P1L4 Authentication Flashcards
What is authentication?
Who are you and prove it
What is authorization?
Does this requester have permission to access this resource?
Authentication goals
Availability: When the correct credentials are presented, the resources should be made available.
No false negatives: A false negative is when a process presents the correct credentials, but access is denied.
No false positives: A false positive is if the incorrect credentials are presented, but access is given.
How is authentication implemented?
Something only the user knows: password, pin
Something the user has: token, smart card, etc.
Something the user is: fingerprint, iris scan, etc.
To authenticate
- capture evidence
- compare it
- authenticate it
Examples of threats to authentication system
- -guessing PW
- -impersonating a real login program (ie a trojan horse)

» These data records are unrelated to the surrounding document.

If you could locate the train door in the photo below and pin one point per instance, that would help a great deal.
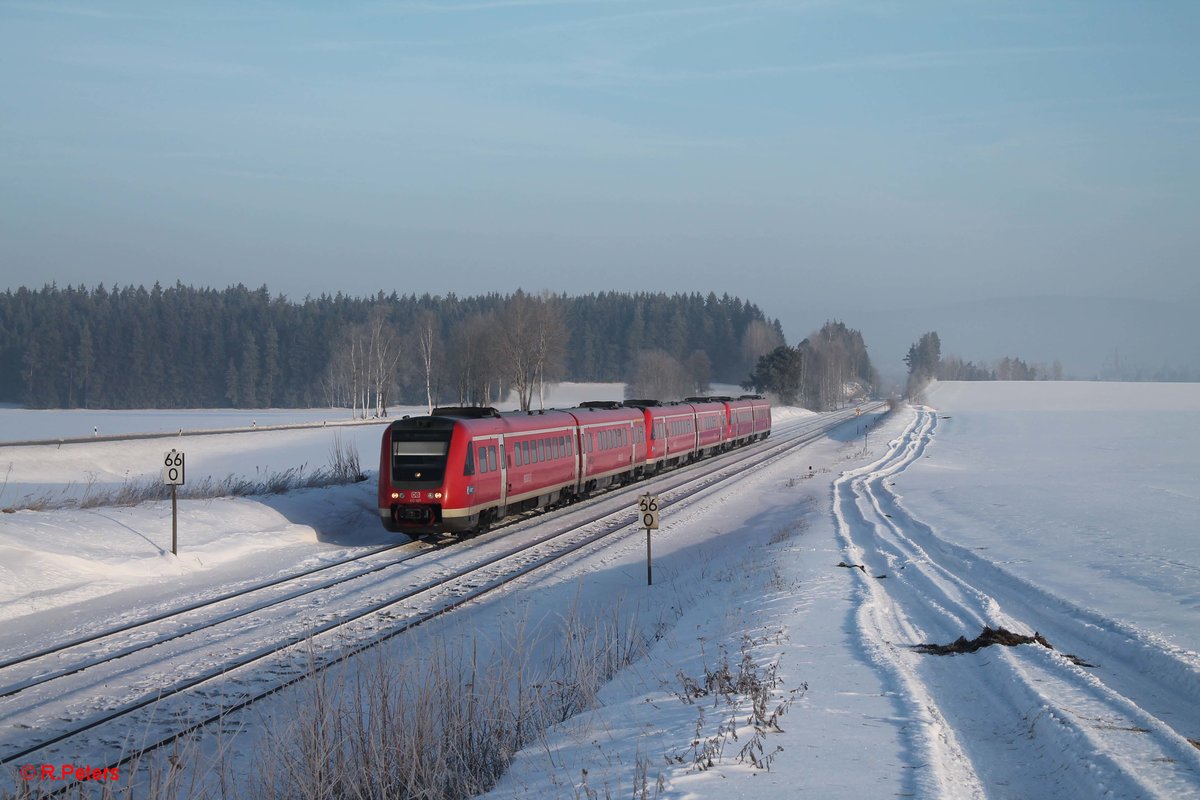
(505, 488)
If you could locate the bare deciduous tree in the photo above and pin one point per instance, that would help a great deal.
(533, 343)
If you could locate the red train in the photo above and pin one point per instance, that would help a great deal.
(461, 469)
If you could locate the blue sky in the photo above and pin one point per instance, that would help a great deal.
(814, 157)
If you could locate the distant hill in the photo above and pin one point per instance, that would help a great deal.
(1093, 337)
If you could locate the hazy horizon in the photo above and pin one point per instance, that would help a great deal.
(822, 160)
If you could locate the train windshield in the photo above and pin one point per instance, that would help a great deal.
(419, 455)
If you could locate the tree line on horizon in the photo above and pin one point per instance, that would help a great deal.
(186, 347)
(925, 362)
(821, 372)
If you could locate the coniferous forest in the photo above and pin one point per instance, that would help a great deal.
(185, 347)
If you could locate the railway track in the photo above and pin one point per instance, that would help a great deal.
(205, 661)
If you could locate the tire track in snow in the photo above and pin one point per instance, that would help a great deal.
(1009, 721)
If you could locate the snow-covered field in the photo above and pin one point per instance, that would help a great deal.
(1068, 509)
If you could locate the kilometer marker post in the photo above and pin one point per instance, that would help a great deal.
(648, 516)
(173, 476)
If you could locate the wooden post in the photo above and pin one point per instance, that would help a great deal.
(649, 571)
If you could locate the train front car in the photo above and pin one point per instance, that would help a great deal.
(414, 461)
(431, 479)
(461, 469)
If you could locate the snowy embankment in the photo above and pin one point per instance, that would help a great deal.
(1068, 509)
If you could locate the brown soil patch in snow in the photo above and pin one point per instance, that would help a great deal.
(989, 637)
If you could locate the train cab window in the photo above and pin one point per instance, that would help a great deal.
(419, 453)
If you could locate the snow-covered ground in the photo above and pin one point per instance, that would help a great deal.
(1069, 509)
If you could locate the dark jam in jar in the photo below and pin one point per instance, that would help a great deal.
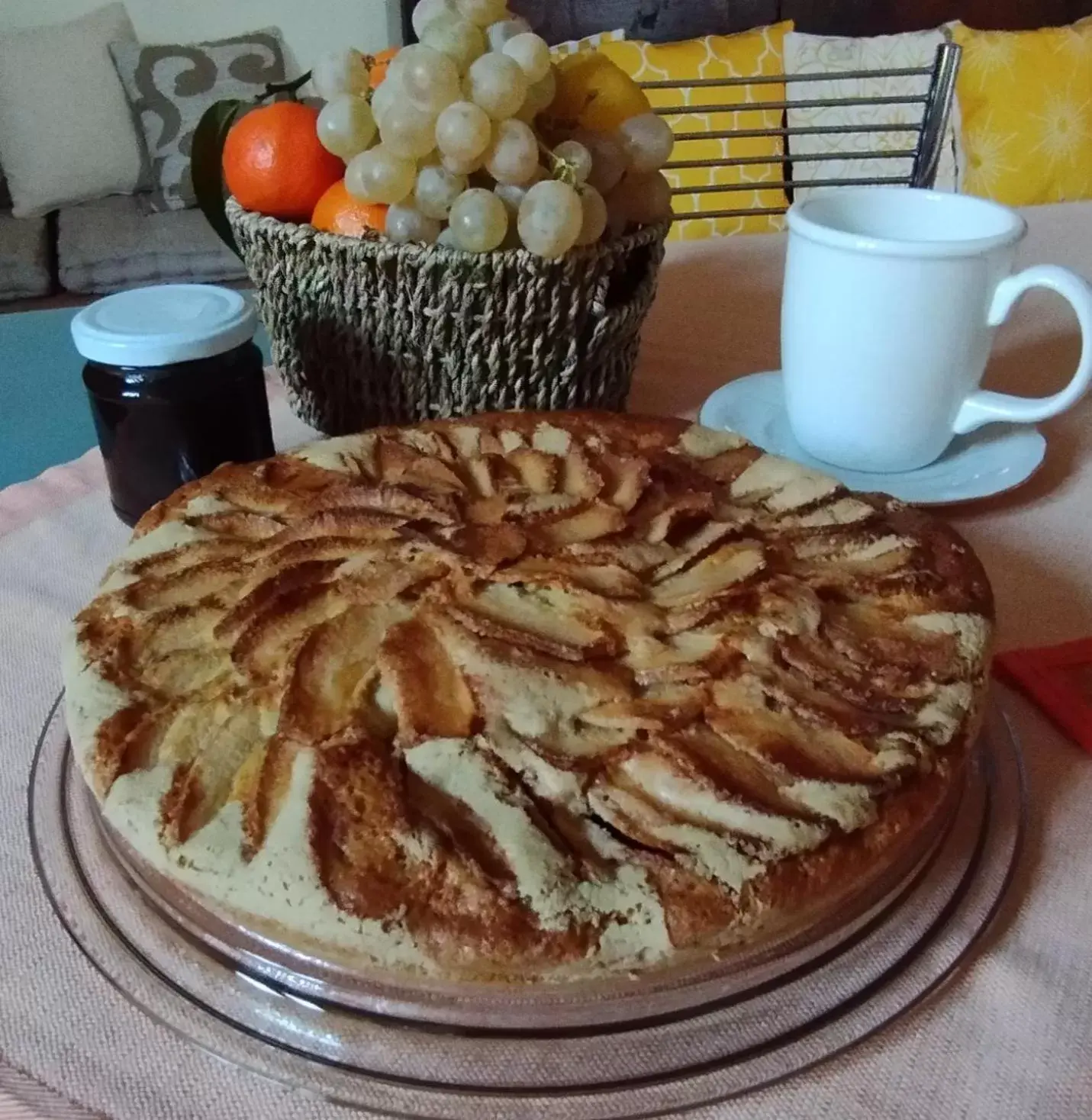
(176, 389)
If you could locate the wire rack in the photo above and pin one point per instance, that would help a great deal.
(924, 134)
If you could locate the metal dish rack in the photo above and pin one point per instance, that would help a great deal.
(924, 137)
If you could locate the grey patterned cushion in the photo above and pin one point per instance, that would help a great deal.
(169, 88)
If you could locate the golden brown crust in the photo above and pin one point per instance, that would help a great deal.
(565, 679)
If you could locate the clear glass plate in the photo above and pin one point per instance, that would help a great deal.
(677, 1041)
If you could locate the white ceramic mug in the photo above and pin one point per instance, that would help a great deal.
(892, 298)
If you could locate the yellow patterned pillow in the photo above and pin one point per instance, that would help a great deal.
(749, 54)
(1026, 103)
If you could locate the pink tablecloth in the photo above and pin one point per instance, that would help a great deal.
(1007, 1041)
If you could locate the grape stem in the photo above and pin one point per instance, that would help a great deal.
(272, 89)
(559, 168)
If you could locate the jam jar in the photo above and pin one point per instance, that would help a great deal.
(176, 388)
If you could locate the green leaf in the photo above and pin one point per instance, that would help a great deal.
(206, 166)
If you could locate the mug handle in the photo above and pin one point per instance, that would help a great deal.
(986, 407)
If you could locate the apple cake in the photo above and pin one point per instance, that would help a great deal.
(527, 696)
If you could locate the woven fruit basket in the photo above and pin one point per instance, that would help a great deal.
(366, 332)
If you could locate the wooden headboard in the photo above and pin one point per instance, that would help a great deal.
(667, 19)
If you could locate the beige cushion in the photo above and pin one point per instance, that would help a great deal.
(169, 88)
(109, 243)
(821, 54)
(65, 130)
(24, 256)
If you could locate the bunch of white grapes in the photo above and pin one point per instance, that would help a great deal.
(448, 140)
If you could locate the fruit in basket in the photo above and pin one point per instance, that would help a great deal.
(273, 162)
(550, 218)
(436, 191)
(531, 53)
(456, 37)
(462, 131)
(380, 176)
(478, 137)
(340, 72)
(340, 212)
(496, 84)
(594, 93)
(406, 223)
(380, 64)
(478, 220)
(513, 157)
(346, 126)
(648, 141)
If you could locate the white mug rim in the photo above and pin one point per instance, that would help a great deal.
(800, 223)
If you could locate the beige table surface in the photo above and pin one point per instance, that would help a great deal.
(1010, 1040)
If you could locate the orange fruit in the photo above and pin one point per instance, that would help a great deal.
(273, 163)
(338, 212)
(382, 61)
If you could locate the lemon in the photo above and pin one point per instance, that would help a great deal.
(594, 93)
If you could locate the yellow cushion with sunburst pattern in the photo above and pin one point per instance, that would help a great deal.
(1026, 105)
(749, 54)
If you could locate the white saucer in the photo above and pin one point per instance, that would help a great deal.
(994, 459)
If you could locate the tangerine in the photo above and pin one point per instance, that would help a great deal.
(273, 163)
(378, 69)
(338, 212)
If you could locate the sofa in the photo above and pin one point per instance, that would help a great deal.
(108, 243)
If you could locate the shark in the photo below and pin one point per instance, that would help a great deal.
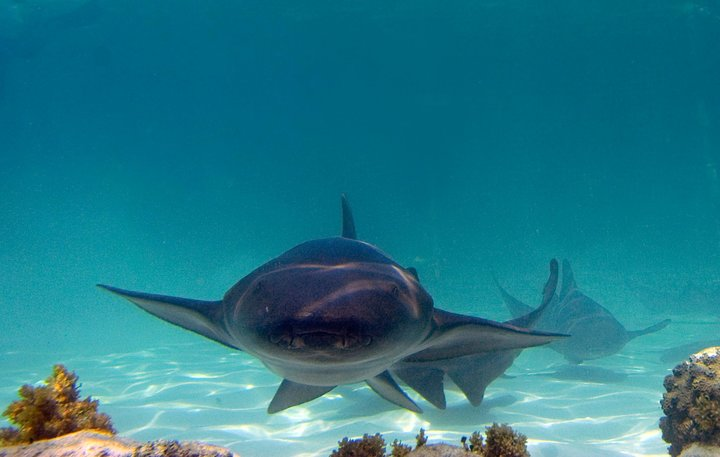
(594, 331)
(338, 310)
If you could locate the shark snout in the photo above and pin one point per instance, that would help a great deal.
(294, 337)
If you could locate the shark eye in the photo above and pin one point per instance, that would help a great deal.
(395, 291)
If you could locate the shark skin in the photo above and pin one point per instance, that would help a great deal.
(336, 311)
(594, 331)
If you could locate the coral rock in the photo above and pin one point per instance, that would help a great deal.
(95, 444)
(440, 450)
(692, 402)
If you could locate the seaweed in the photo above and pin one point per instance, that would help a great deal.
(367, 446)
(500, 441)
(692, 402)
(52, 410)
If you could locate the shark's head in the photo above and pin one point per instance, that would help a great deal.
(337, 314)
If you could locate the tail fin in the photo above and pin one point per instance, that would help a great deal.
(515, 306)
(652, 329)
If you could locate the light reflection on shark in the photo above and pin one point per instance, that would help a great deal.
(338, 310)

- -keylogging: grabs keystrokes to record password
Trusted Path
Connection between the user and the TCB. Should be provided by the OS and hardware.
Trusted Login Path
Keyboard and display must have trusted paths to OS
Implementing PW authentication: Method 1
Store a list of passwords, one for each user in the system.
Implementing PW authentication Method 2
Do not store passwords, but store something that is derived from them. (ie use a one-way hash function and store the result)
Hash function threats: Assume one-way property
If we know common passwords, we can determine their hash.
Hash function threats: Dictionary attacks
The program has a dictionary of common passwords and try each one (brute force). Requires access to hash values and lots of time to test for matches.
Hash function threats: Offline attacks
Take the dictionary of common passwords and compute the hash values for each. Then search the hash file offline for any matching hashes.
T/F: Hackers can acquire publicly available software that can do 10^8 MD5 hashes/sec on a GPU
True
What is two users pick the same password?
A random number is added to the password, which will make the hash values different. this means that you will have to store the salt with the hash values.